= Nyamninia =

Place in Kenya

Nyamninia is a village in the Gem Location, Yala division of Siaya County, Kenya. Situated approximately 30 miles from Kisumu city, Nyamninia is home to the 100 kilowatts medium wave radio transmitters set up by Voice of Kenya (VoK); now renamed Kenya Broadcastic Corporation (KBC). It was the birthplace of the legendary Gem clan chief, Odera Kang'o who started a rice plantation scheme in the area about one hundred years ago. The Gem chief was responsible for construction the numerous schools in the region before his enforced exile in 1915, to Kampala, Uganda by the British colonialists.

At present, it is a business centre. Both Nyamninia Primary School and Nyamninia Secondary School are located within the centre.

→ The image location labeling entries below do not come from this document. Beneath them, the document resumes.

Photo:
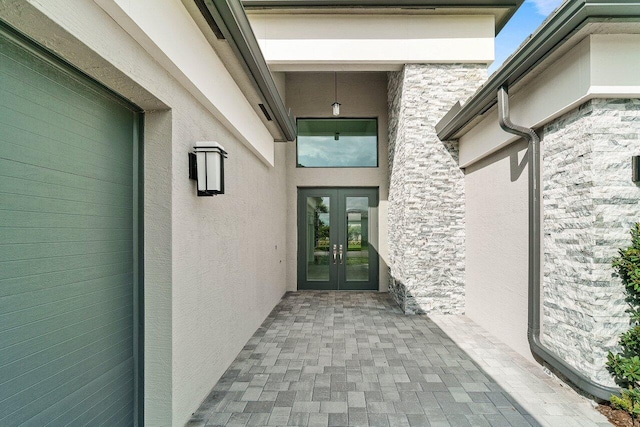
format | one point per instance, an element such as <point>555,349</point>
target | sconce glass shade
<point>206,166</point>
<point>336,108</point>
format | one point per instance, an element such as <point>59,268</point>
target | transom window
<point>337,143</point>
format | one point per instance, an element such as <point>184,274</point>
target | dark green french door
<point>337,238</point>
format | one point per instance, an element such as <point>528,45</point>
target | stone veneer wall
<point>589,205</point>
<point>426,190</point>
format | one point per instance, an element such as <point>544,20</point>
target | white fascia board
<point>312,41</point>
<point>600,66</point>
<point>167,32</point>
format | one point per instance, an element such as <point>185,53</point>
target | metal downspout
<point>535,226</point>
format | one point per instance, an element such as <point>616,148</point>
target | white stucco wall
<point>361,95</point>
<point>588,91</point>
<point>497,245</point>
<point>186,54</point>
<point>296,42</point>
<point>214,267</point>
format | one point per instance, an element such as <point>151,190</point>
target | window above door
<point>337,143</point>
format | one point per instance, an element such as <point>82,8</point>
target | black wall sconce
<point>206,166</point>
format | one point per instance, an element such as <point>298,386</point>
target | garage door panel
<point>29,203</point>
<point>75,321</point>
<point>62,249</point>
<point>98,172</point>
<point>51,220</point>
<point>66,244</point>
<point>35,310</point>
<point>57,279</point>
<point>50,346</point>
<point>34,178</point>
<point>33,368</point>
<point>50,190</point>
<point>85,403</point>
<point>48,392</point>
<point>56,133</point>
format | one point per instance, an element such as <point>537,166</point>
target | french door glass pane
<point>318,228</point>
<point>357,259</point>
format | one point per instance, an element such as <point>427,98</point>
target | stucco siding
<point>497,245</point>
<point>214,266</point>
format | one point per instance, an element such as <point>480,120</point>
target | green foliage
<point>629,401</point>
<point>625,365</point>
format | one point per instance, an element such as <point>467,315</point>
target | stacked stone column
<point>589,204</point>
<point>426,189</point>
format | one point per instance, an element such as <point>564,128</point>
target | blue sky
<point>524,22</point>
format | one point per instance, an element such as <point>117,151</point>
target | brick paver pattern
<point>354,359</point>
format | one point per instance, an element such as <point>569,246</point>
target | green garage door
<point>66,245</point>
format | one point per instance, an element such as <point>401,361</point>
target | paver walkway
<point>354,359</point>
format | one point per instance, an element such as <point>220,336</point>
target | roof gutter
<point>512,5</point>
<point>573,15</point>
<point>228,20</point>
<point>535,288</point>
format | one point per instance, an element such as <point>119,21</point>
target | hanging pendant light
<point>336,104</point>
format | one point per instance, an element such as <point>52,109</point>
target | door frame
<point>337,276</point>
<point>137,138</point>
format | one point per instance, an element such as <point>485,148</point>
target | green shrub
<point>625,365</point>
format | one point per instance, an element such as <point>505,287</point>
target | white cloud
<point>545,7</point>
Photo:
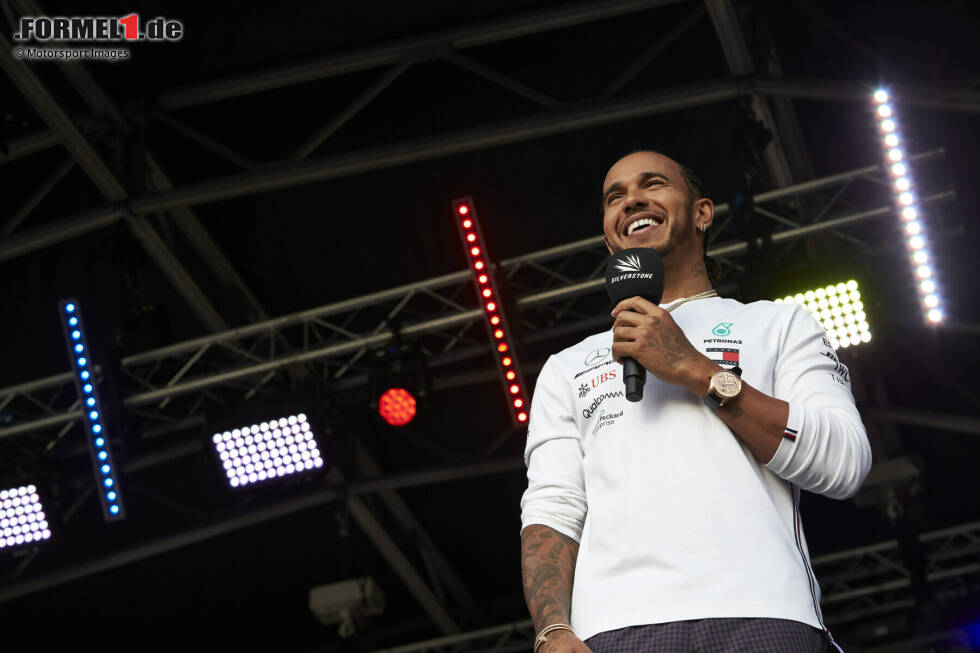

Nyamninia is occupied mainly by the Kisa tribe (Luhya), an indigenous Luhya sub-tribe. The main bus stage is Muhanda shopping center. Nyamninia is divided in different suburbs that include Nyamninia, Bar Sauri, Bar Turo, Muhoho and Muhanda. Most of the people are Christians with a minority of Muslim community. Tourists attractions include Gunda Odera Kang’o ( the place Odera Kang’o presumably had his administrative base and home), Aora Msango, (a spring that keeps sprinkling even in dry seasons) Maseno equator crossing point (20 km away) and Ndano falls at River Yala. The majority of the inhabitants are mainly peasant farmers with Maize, Banans, Sweet potatoes, cassava and sugar cane as main cash crops. The third largest city of Kenya, Kisumu, is 50 km away and easily reachable through Busia-Kisumu highway.